La prima è strettamente tecnica: il tempestoso vertice notturno di domenica notte si è chiuso in maniera tutto sommato confusa. Il governo ha annunciato di aver «trovato tra le pieghe» (sic) i tre miliardi necessari per arrivare a quel 2,04% che sinora era stato offerto senza ulteriori particolari. Il braccio di ferro sull’ecotassa si sarebbe concluso limitandola ai Suv e alle Porsche, ma non è del tutto certo perché la formulazione è ambigua. La direttiva Bolkestein sulle spiagge è stata rinviata di 15 anni, prorogando dunque di tre lustri le concessioni balneari demaniali, e sulle pensioni d’oro sembrerebbe averla spuntata il Movimento 5 Stelle, ma anche questo non è del tutto chiaro. M5S ha accettato a denti stretti di dividere alla pari il sacrificio con la Lega, eliminando un paio di miliardi dai fondi per il reddito di cittadinanza.

IL TUTTO È STATO MESSO nero su bianco e spedito alla commissione. Ma quel che alla commissione medesima preme, la situazione del deficit strutturale, resta avvolto nella nebbia e già ieri mattina anonime fonti di Bruxelles segnalavano che un miglioramento,«anche minimo» del deficit strutturale resta necessario. Se si aggiunge che i conti sono un bel po’ ballerini, con un miliardo di «spesucce», come ad esempio quella per le buche di Roma, stanziate proprio domenica notte ma senza copertura, si capiscono le esitazioni della commissione.

Ci sono però anche considerazioni politiche. Per l’Europa aprire un terzo fronte da aggiungere ai guai targati gilet jaunes e Brexit non è consigliabile, forse non è possibile. Ma è altrettanto impossibile glissare sul vero nodo del braccio di ferro in corso da mesi, il cambio di marcia sul deficit strutturale collegato essenzialmente a quota 100. Inoltre la commissione è divisa. Juncker e Moscovici, come più volte segnalato ai governanti dal Colle, rappresentano l’ala più accondiscendente, ma i Paesi del nord, con l’Olanda e il commissario lettone Dombrovskis in prima fila, continuano invece a insistere per una linea più rigida. In questa situazione, il rinvio potrebbe rivelarsi una scelta obbligata.

Solo che un rinvio renderebbe ancora più clamorosa una situazione che, nel Parlamento italiano, è già molto oltre i confini dell’accettabile. La commissione Bilancio resta nel limbo, deambula a vuoto per le sale di palazzo Madama. Il governo aveva fatto sapere di voler portare addirittura il maxiemendamento direttamente in aula, stamattina, per poi approvarlo a spron battuto con la fiducia.
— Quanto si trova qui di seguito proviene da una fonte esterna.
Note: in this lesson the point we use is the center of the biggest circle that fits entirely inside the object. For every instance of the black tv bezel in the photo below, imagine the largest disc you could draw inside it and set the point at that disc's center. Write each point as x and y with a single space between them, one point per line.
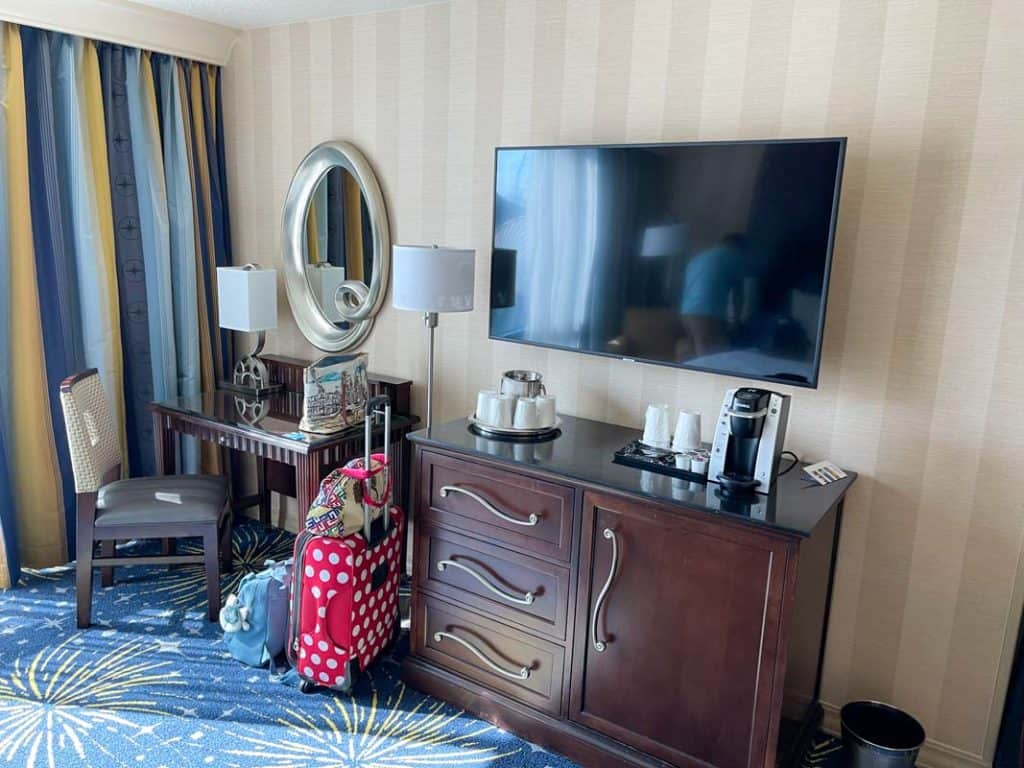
813 382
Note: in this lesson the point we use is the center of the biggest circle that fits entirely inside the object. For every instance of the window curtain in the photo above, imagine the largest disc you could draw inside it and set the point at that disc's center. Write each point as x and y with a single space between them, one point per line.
108 260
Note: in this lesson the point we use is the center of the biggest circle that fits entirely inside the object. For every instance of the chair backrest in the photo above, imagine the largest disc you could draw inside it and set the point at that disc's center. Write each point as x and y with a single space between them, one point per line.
92 434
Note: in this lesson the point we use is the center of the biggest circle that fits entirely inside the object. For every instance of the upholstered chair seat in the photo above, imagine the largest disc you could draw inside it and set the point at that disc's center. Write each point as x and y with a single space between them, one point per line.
162 500
112 509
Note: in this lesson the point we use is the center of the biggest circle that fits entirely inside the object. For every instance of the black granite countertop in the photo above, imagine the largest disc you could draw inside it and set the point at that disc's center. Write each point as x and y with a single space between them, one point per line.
584 452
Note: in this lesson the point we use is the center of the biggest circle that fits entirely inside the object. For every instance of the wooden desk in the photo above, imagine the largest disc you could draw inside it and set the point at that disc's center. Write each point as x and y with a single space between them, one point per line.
272 436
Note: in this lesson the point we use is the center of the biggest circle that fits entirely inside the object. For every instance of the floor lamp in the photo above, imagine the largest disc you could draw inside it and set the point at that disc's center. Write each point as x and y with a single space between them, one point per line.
431 280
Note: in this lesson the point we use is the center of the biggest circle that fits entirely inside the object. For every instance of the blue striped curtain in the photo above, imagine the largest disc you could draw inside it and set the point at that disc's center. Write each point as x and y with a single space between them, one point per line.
131 267
181 218
55 273
8 522
118 160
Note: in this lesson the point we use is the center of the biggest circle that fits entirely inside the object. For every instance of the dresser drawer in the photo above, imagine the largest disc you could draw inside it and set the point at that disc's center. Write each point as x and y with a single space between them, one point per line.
496 581
530 514
504 659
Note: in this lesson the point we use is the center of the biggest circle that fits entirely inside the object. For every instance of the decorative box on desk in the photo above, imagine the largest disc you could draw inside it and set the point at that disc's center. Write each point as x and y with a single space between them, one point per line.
615 615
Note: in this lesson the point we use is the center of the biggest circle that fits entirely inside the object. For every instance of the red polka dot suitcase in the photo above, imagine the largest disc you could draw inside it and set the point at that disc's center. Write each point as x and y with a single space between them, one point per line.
344 601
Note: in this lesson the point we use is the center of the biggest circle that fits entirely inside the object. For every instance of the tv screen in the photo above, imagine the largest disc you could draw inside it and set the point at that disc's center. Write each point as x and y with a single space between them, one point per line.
710 256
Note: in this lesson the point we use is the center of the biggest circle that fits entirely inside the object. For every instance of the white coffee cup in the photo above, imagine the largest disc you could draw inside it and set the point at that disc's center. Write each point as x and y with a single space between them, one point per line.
503 411
687 436
525 414
484 404
546 410
655 426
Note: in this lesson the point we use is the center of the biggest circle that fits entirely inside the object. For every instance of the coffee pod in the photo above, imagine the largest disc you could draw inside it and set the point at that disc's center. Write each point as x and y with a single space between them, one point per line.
546 410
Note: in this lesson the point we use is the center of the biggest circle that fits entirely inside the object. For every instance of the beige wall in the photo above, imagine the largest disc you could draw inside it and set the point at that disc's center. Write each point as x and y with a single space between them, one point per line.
924 355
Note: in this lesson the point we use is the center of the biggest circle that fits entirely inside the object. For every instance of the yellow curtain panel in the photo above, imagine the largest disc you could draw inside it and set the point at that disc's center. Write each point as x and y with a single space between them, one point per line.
114 222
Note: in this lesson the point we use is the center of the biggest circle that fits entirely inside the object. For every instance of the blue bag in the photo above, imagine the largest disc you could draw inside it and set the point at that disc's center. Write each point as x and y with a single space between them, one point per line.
255 619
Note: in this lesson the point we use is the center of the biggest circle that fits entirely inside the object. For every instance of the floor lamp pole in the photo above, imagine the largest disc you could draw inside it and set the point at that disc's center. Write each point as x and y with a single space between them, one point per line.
430 321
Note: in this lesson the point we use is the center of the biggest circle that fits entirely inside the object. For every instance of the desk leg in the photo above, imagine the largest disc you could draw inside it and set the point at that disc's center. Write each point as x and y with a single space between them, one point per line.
306 485
262 492
163 445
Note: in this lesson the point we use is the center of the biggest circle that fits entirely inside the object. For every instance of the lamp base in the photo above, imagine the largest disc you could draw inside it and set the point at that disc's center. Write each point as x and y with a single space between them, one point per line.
257 393
251 376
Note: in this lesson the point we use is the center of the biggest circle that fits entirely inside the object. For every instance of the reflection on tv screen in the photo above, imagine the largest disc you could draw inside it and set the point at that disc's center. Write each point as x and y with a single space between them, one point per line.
709 256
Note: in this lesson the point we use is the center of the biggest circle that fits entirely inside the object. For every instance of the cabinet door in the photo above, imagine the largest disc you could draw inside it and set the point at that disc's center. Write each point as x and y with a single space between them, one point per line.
680 655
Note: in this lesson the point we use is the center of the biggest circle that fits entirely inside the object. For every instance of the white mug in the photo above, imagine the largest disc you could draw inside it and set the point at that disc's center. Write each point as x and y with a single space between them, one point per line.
525 414
503 411
655 426
546 410
687 436
484 404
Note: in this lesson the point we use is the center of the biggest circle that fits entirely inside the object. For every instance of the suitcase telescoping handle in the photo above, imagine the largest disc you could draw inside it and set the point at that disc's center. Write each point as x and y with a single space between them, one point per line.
378 404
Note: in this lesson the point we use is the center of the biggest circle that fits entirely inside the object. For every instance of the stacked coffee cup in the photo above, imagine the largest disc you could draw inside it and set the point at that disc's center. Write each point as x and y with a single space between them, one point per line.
685 441
519 402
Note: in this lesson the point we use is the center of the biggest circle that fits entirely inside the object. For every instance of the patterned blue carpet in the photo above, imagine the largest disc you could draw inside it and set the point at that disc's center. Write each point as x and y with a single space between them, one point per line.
151 684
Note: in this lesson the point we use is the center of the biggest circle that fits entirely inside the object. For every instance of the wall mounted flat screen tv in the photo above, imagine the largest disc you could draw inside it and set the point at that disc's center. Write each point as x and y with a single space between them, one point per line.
713 256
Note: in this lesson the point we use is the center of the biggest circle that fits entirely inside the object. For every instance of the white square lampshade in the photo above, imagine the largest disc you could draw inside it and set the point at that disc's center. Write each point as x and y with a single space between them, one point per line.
324 280
247 298
665 240
428 279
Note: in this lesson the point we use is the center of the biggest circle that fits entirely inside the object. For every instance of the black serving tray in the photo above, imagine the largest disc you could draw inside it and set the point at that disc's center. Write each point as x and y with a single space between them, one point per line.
636 454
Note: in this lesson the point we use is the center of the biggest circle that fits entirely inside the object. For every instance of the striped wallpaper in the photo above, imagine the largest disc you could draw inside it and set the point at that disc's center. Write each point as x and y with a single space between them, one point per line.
924 355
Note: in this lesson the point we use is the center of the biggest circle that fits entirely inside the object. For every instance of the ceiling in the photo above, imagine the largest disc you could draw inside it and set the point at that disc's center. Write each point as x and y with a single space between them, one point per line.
248 14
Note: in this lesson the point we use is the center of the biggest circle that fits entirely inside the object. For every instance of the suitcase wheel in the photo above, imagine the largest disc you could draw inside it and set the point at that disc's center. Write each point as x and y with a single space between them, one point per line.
395 635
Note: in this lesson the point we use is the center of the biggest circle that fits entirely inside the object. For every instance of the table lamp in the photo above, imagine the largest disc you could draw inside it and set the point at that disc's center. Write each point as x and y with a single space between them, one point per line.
247 300
431 280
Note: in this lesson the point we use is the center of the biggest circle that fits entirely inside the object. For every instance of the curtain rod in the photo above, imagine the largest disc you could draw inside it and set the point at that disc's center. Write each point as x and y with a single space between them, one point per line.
128 24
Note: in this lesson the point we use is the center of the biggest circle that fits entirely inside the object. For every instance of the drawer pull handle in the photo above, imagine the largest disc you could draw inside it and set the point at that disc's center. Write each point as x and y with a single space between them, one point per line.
526 599
531 520
522 674
599 645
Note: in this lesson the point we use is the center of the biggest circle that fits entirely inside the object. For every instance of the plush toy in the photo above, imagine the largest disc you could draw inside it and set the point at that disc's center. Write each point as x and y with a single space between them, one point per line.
235 615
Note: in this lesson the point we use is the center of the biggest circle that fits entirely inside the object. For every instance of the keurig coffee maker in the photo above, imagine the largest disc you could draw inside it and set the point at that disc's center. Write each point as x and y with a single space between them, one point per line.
749 439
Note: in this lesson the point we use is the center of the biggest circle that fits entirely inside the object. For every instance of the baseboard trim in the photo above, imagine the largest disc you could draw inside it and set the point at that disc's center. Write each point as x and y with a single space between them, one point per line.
933 754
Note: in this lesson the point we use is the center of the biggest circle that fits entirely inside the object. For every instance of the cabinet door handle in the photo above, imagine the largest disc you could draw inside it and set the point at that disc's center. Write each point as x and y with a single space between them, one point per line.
599 645
522 674
526 599
531 520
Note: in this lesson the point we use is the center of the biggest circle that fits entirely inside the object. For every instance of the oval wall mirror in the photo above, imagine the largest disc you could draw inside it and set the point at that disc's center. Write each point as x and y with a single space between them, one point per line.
337 247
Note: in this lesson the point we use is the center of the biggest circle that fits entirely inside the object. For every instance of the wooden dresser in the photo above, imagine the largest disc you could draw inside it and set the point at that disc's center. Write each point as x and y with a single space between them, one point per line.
614 615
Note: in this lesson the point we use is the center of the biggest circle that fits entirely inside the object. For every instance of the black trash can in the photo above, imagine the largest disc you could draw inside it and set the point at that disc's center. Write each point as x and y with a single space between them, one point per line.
877 735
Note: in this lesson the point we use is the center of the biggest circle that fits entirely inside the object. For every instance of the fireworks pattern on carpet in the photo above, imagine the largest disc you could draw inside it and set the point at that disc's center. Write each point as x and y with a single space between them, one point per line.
152 684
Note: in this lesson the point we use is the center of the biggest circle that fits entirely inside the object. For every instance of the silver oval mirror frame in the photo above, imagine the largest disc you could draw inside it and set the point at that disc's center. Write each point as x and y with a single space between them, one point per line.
357 303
Uno schiaffo al Parlamento quale nessuno si era mai permesso di affibbiare prima, neppure il governo Renzi che pure, da questo punto di vista, pareva insuperabile. Invece è stato superato proprio da chi giurava di voler restituire al Parlamento quella centralità che è tale ormai solo sulla carta. Anzi su una Carta della quale nessuno sembra più interessarsi molto nella sostanza.

LA RIVOLTA DELLE OPPOSIZIONI, gestita in buona misura dal rappresentante di LeU in commissione bilancio Vasco Errani, per una volta ha frenato il governo. Il maxiemendamento dovrebbe arrivare stamattina in commissione. Nel pomeriggio la conferenza dei capigruppo deciderà quando fissare il nuovo approdo della manovra in aula. Le opposizioni chiedevano l’aula per venerdì ma il voto potrebbe essere anticipato a giovedì. Sempre che stamattina l’emendamentone arrivi davvero e non è affatto certo.